Writing into Whitman
FOR WALT WHITMAN, A TOWNSMAN OF MINE,
AN IMPREGNATION OF HIS SWEETEST POEM
When I wanted to learn when poetry happens
and what good it does in cities, Death’s own greenhouses,
or in the army’s killing fields, I heard a voice
left over from my childhood
when I still believed the things I learn’d
were true and I wanted to be an astronomer, an alchemist,
to summon friends out of the sky who would come to me,
when I hungered for the proofs of love
revealed in how the figures of desire behaved
who were ranged in columns of women and men before me,
when I was shown the beautiful entanglements
of the ordinary, words you could trip over,
how you could drown in maps and sea charts and
climb up the diagrams of geometry to add, divide and
actually make love with angels I could try to measure
while I tried to make them aid me,
when I saw them sitting there above the world
and heard the astronomer where he busily lectured
in my heart with much confidence
about the eternal animals aloft that feed on all our dying,
our death rattles sound like applause to them,
while we in the lecture room of cathedrals praise them –
how soon I lost faith in my gematria,
all the tricks, the unaccountable chemistry of fear,
failure, I became suddenly just a plain man trying to talk,
tired and sick but telling the truth, till the moon was rising
and gliding over the rooftops of Brooklyn, out over
the wooden water-towers of Manhattan, I loved
them, those stalwart minarets of the only true religion,
on every roof! old wood, old water,
I wander’d off by myself,
in all that was left of the mystical, the ordinary moist
night-air that all of us, woman and man, easy could breathe,
breathe and breed and tell the truth from time to time,
I let myself be one among the ones around me,
let myself touch and be touched, and if I had a word
I gave it to you, you all around me, the ones who look’d up
and saw me standing in front of them, gibbering
and spouting my poesy, seeming to have something
of portent to tell them, some word that was in perfect
marriage between them and myself or myselves,
whoever I thought myself to be at that moment,
but instead of hearkening they would turn in silence
and smile at me and touch me lightly on the lip or the hand
and with their whole arm point tenderly upwards
saying Brother, Lover, those are just the stars.
14 March 2005
Note: When in 1950 I heard Norbert Wiener lecture on cybernetics and the transcendence of human intelligence, heard him in the very precincts of the Brooklyn Philosophical Society where Whitman had heard the learned astronomer in 1865, last year of the War, I knew I had to deal with Whitman’s poem I had just gotten to know, deal with coming out from the lecture, coming out into the world of the human, coming out into the stars.
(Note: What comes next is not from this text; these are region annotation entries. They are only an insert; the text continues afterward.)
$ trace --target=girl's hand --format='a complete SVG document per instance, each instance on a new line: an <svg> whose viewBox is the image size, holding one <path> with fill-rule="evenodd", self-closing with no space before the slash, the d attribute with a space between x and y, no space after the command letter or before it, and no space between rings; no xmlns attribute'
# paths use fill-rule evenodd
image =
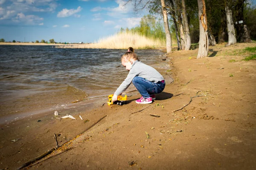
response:
<svg viewBox="0 0 256 170"><path fill-rule="evenodd" d="M117 100L117 96L114 94L112 97L112 102L115 102Z"/></svg>
<svg viewBox="0 0 256 170"><path fill-rule="evenodd" d="M134 85L134 87L135 87ZM134 88L136 90L137 90L137 89L136 88Z"/></svg>

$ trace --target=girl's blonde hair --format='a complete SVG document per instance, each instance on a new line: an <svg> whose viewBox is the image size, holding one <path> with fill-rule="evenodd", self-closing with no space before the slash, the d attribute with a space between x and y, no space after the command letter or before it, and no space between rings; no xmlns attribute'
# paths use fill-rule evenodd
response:
<svg viewBox="0 0 256 170"><path fill-rule="evenodd" d="M134 50L131 47L129 47L128 48L128 51L131 51L131 52L133 52L134 53Z"/></svg>
<svg viewBox="0 0 256 170"><path fill-rule="evenodd" d="M135 53L131 51L128 51L122 55L121 58L121 61L127 61L131 59L134 59L134 60L139 60L139 58Z"/></svg>

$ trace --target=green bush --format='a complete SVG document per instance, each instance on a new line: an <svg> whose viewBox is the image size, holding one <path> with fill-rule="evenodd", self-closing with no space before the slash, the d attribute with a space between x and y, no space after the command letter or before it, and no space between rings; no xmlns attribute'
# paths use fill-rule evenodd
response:
<svg viewBox="0 0 256 170"><path fill-rule="evenodd" d="M255 53L256 52L256 47L246 47L244 48L244 51L251 53Z"/></svg>

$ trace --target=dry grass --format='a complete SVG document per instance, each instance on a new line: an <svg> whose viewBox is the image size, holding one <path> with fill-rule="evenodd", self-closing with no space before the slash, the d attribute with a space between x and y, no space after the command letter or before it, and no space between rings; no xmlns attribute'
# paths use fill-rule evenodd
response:
<svg viewBox="0 0 256 170"><path fill-rule="evenodd" d="M151 39L137 34L122 33L101 39L95 43L70 45L58 48L126 49L131 46L136 49L147 49L162 48L166 45L165 41Z"/></svg>

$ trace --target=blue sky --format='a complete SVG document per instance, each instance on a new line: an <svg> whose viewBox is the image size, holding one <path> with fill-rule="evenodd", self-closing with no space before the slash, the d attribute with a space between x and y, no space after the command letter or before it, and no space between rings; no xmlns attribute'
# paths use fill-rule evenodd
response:
<svg viewBox="0 0 256 170"><path fill-rule="evenodd" d="M134 27L148 14L134 14L123 0L0 0L0 38L6 41L94 42L121 27ZM25 41L24 41L25 40Z"/></svg>
<svg viewBox="0 0 256 170"><path fill-rule="evenodd" d="M0 0L0 38L6 41L94 42L122 27L139 25L127 0ZM256 4L256 0L252 0Z"/></svg>

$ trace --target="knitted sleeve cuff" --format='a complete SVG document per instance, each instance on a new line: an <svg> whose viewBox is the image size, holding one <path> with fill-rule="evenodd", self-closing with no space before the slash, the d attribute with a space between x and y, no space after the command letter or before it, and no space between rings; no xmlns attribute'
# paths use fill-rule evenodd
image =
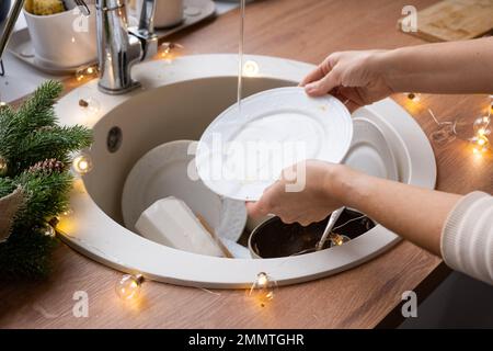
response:
<svg viewBox="0 0 493 351"><path fill-rule="evenodd" d="M493 196L472 192L448 215L442 257L451 269L493 284Z"/></svg>

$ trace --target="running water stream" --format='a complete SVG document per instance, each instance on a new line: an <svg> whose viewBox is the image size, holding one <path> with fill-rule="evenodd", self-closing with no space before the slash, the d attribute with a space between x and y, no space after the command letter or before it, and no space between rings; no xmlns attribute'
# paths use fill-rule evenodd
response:
<svg viewBox="0 0 493 351"><path fill-rule="evenodd" d="M243 94L243 46L244 46L244 12L246 0L240 0L240 38L238 45L238 110L241 113L241 98Z"/></svg>

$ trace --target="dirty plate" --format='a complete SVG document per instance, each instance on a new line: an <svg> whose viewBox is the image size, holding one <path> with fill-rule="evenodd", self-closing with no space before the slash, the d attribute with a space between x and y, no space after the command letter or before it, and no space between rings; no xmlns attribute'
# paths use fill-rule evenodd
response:
<svg viewBox="0 0 493 351"><path fill-rule="evenodd" d="M341 162L353 124L337 99L310 98L302 88L266 90L222 112L205 131L198 176L214 192L256 201L284 168L307 159Z"/></svg>
<svg viewBox="0 0 493 351"><path fill-rule="evenodd" d="M131 169L124 185L122 212L125 226L136 231L140 214L157 200L183 200L196 216L202 216L216 234L237 241L243 234L246 210L243 202L223 199L203 182L194 180L193 150L196 141L176 140L160 145Z"/></svg>
<svg viewBox="0 0 493 351"><path fill-rule="evenodd" d="M371 121L353 120L354 136L343 163L369 176L399 180L393 152L383 133Z"/></svg>

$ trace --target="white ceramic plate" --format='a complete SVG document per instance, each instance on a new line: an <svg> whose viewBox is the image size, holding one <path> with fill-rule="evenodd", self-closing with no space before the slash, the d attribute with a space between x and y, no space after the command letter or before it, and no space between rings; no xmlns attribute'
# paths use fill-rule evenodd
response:
<svg viewBox="0 0 493 351"><path fill-rule="evenodd" d="M383 133L369 120L353 120L353 141L344 163L367 174L399 180L394 156Z"/></svg>
<svg viewBox="0 0 493 351"><path fill-rule="evenodd" d="M131 169L124 185L122 211L125 226L136 231L140 214L157 200L175 196L183 200L195 215L200 215L221 238L237 241L246 223L243 202L223 199L200 180L194 181L187 170L195 171L191 140L160 145L147 152Z"/></svg>
<svg viewBox="0 0 493 351"><path fill-rule="evenodd" d="M347 109L302 88L266 90L222 112L204 132L197 171L214 192L256 201L284 168L306 159L340 162L353 136Z"/></svg>

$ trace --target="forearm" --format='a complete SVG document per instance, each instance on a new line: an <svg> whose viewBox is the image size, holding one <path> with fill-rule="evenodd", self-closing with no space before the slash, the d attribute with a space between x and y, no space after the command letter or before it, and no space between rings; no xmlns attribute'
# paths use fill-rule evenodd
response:
<svg viewBox="0 0 493 351"><path fill-rule="evenodd" d="M493 93L493 37L388 50L375 69L394 92Z"/></svg>
<svg viewBox="0 0 493 351"><path fill-rule="evenodd" d="M326 186L356 208L415 245L440 256L440 235L460 195L369 177L346 167Z"/></svg>

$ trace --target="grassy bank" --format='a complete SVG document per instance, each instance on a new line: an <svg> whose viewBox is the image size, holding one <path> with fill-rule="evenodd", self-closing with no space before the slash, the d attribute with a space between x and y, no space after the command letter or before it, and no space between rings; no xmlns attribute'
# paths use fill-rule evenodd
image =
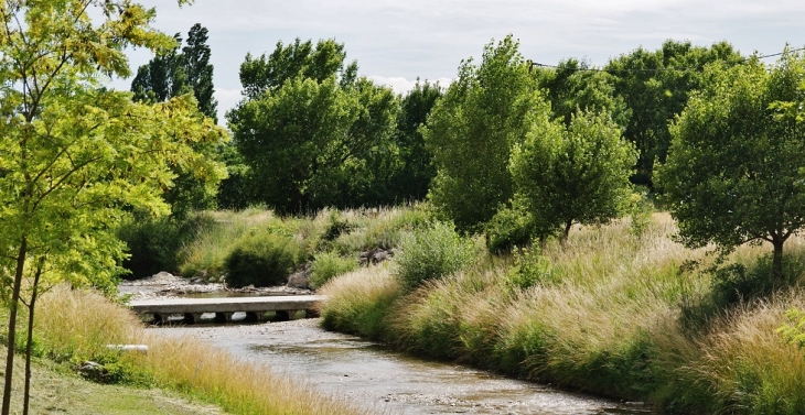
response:
<svg viewBox="0 0 805 415"><path fill-rule="evenodd" d="M768 247L726 262L675 243L655 214L575 229L566 247L482 258L408 291L398 266L362 269L321 292L326 328L669 412L805 411L805 354L777 328L802 308L805 248L786 244L787 281L769 284Z"/></svg>
<svg viewBox="0 0 805 415"><path fill-rule="evenodd" d="M229 286L285 284L290 273L311 266L314 287L355 270L361 252L391 250L406 230L427 221L421 206L394 209L322 210L279 217L265 209L194 214L180 223L129 222L118 234L130 248L135 277L169 271ZM172 243L155 238L174 230Z"/></svg>
<svg viewBox="0 0 805 415"><path fill-rule="evenodd" d="M109 350L106 345L110 343L147 345L150 350L147 354L125 353ZM182 414L180 409L168 411L171 405L165 402L175 395L215 405L232 414L368 414L343 400L324 396L285 375L275 374L266 365L235 359L196 339L151 335L128 309L93 292L56 287L42 296L36 315L35 353L43 364L52 368L51 371L74 373L84 361L101 363L105 373L95 379L97 382L142 390L120 393L131 390L84 387L90 394L84 401L94 396L105 402L105 408L94 409L95 406L86 406L79 397L69 401L73 396L69 393L49 390L42 382L51 382L51 378L42 371L34 373L35 394L51 393L55 400L66 398L67 406L73 406L71 402L74 402L76 407L87 408L80 413L149 413L148 405L157 405L162 413ZM17 373L21 380L22 371L18 369ZM73 382L84 382L75 379L75 374L67 376ZM169 392L165 395L159 390ZM106 396L106 393L114 396ZM34 395L33 401L37 396ZM76 407L65 411L78 413ZM126 412L127 407L129 412ZM218 413L204 405L190 407L190 412L184 413ZM39 413L51 411L45 409Z"/></svg>

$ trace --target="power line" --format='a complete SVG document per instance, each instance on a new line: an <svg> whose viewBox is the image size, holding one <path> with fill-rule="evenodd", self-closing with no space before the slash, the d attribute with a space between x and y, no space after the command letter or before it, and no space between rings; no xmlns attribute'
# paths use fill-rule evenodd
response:
<svg viewBox="0 0 805 415"><path fill-rule="evenodd" d="M758 59L765 59L769 57L775 57L775 56L785 55L787 53L802 52L802 51L805 51L805 47L777 52L777 53L773 53L770 55L743 57L743 58L741 58L741 61L747 62L751 57L754 57ZM559 68L559 65L540 64L540 63L534 62L532 59L526 61L526 64L528 65L529 70L534 66L544 67L544 68L552 68L552 69ZM635 69L576 68L576 70L577 72L605 72L605 73L643 73L643 72L689 70L689 69L701 69L701 68L702 68L702 66L681 66L681 67L667 67L667 68L635 68Z"/></svg>

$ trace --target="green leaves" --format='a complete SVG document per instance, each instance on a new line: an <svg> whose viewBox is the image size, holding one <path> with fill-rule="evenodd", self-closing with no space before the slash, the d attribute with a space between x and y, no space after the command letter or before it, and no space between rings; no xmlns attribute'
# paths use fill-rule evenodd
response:
<svg viewBox="0 0 805 415"><path fill-rule="evenodd" d="M573 223L601 225L621 216L636 156L609 114L577 112L567 128L535 122L512 151L509 170L537 234L559 232L565 240Z"/></svg>
<svg viewBox="0 0 805 415"><path fill-rule="evenodd" d="M765 240L782 276L783 243L805 225L805 125L775 117L771 107L801 99L804 68L797 54L770 68L758 61L708 66L709 81L670 128L668 162L659 171L686 244L730 251Z"/></svg>
<svg viewBox="0 0 805 415"><path fill-rule="evenodd" d="M111 294L125 249L115 226L132 208L165 214L161 195L174 184L173 167L219 179L223 167L197 150L218 145L226 132L191 96L136 103L98 84L101 75L129 74L125 47L174 45L148 26L152 10L128 0L6 1L0 14L0 269L13 273L3 279L12 285L11 363L19 304L33 320L35 293L63 281Z"/></svg>
<svg viewBox="0 0 805 415"><path fill-rule="evenodd" d="M344 56L333 41L297 41L268 61L246 57L247 99L227 118L257 201L283 212L376 204L383 175L399 168L399 101L354 65L337 79Z"/></svg>
<svg viewBox="0 0 805 415"><path fill-rule="evenodd" d="M530 118L548 111L509 35L484 47L483 62L462 62L459 78L421 129L437 176L430 199L462 230L477 229L513 196L509 150Z"/></svg>

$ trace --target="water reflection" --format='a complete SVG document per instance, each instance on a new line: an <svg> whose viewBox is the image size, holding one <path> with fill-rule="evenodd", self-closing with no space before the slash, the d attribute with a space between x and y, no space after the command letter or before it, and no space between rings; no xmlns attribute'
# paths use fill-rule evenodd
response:
<svg viewBox="0 0 805 415"><path fill-rule="evenodd" d="M187 334L345 395L368 407L404 414L651 414L621 404L557 391L482 370L425 361L358 338L328 332L318 320L250 326L159 328Z"/></svg>

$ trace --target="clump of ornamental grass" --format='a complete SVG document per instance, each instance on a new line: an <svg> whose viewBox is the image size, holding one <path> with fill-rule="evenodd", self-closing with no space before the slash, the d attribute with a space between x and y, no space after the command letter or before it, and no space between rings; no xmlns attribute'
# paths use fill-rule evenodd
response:
<svg viewBox="0 0 805 415"><path fill-rule="evenodd" d="M432 222L402 236L394 260L395 274L410 291L470 265L481 252L479 248L472 239L462 238L452 223Z"/></svg>
<svg viewBox="0 0 805 415"><path fill-rule="evenodd" d="M320 310L322 327L378 340L388 336L386 319L404 291L382 264L332 279L319 293L328 297Z"/></svg>
<svg viewBox="0 0 805 415"><path fill-rule="evenodd" d="M310 285L319 288L334 276L355 271L357 267L356 258L342 256L336 252L319 253L310 264Z"/></svg>
<svg viewBox="0 0 805 415"><path fill-rule="evenodd" d="M106 379L109 382L175 390L233 414L371 413L197 339L160 337L141 327L125 307L66 286L43 295L36 315L36 334L46 354L73 364L100 361L118 374ZM142 343L149 352L114 351L106 347L110 343Z"/></svg>
<svg viewBox="0 0 805 415"><path fill-rule="evenodd" d="M720 315L709 330L685 336L675 321L655 330L664 374L652 397L689 413L797 414L805 408L805 352L777 331L785 312L803 307L794 291L742 304Z"/></svg>

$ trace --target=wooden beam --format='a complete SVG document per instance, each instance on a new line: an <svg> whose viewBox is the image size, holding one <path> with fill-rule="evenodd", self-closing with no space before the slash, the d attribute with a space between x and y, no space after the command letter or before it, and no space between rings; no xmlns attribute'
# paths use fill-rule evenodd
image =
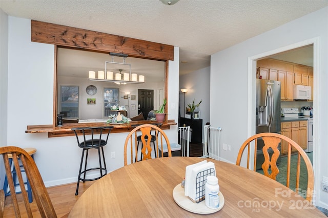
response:
<svg viewBox="0 0 328 218"><path fill-rule="evenodd" d="M173 45L36 20L31 21L31 30L33 42L152 60L174 60Z"/></svg>

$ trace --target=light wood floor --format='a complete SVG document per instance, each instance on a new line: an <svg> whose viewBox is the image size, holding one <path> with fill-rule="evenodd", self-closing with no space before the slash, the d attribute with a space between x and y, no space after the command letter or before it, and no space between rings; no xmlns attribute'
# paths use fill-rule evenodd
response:
<svg viewBox="0 0 328 218"><path fill-rule="evenodd" d="M190 144L190 156L191 157L200 157L202 156L203 144L202 143ZM63 216L67 217L79 197L96 181L86 182L84 183L82 182L80 182L79 188L78 189L78 195L77 196L75 196L75 195L76 189L76 183L48 188L48 192L49 194L52 204L56 210L57 216L58 217L62 217ZM18 194L17 198L19 199L19 198L21 196L22 194ZM22 202L23 203L23 199L22 199ZM37 206L35 202L32 202L31 204L31 208L32 211L33 211L33 217L41 217L38 214ZM26 213L25 212L25 207L23 204L22 205L22 209L20 209L20 213L22 217L27 217ZM11 197L10 196L7 196L6 197L4 217L14 217L15 212L14 211Z"/></svg>
<svg viewBox="0 0 328 218"><path fill-rule="evenodd" d="M52 204L56 210L57 216L58 217L61 217L63 216L66 217L68 215L68 214L79 197L96 181L86 182L84 183L82 182L80 182L80 185L78 188L78 195L77 196L75 196L76 183L48 188L48 192L49 194ZM22 194L17 195L17 198L18 198L18 199L19 198L21 197ZM22 198L21 199L22 202L23 203L23 199ZM22 206L22 209L20 209L22 217L27 217L24 205L22 204L20 206ZM41 217L38 213L37 206L35 201L33 201L31 203L31 208L34 217ZM7 196L6 197L4 217L14 217L15 212L14 211L11 197Z"/></svg>

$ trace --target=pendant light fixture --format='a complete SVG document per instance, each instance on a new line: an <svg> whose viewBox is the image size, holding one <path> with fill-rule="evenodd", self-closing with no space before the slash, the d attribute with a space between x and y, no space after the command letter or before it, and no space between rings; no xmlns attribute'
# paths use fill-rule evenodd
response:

I thank Olivier Brossard for summoning me to fulfil an obligation I had left neglected for half a century.
The present text inveigles words of my own, to say my own confusions, into Whitman’s text, without changing at all the order of his words (printed here in italics). The reader is free to discard all my words, and readers who do so will be left with the pure Whitman text, fresh as ever.
and here for convenience :
Whitman’s Original :
When I Heard the Learn’d Astronomer
by Walt Whitman
When I heard the learn’d astronomer,
When the proofs, the figures, were ranged in columns before me,
When I was shown the charts and diagrams, to add, divide, and measure them,
When I sitting heard the astronomer where he lectured with much applause in the lecture-room,
How soon unaccountable I became tired and sick,
Till rising and gliding out I wander’d off by myself,
In the mystical moist night-air, and from time to time,
Look’d up in perfect silence at the stars.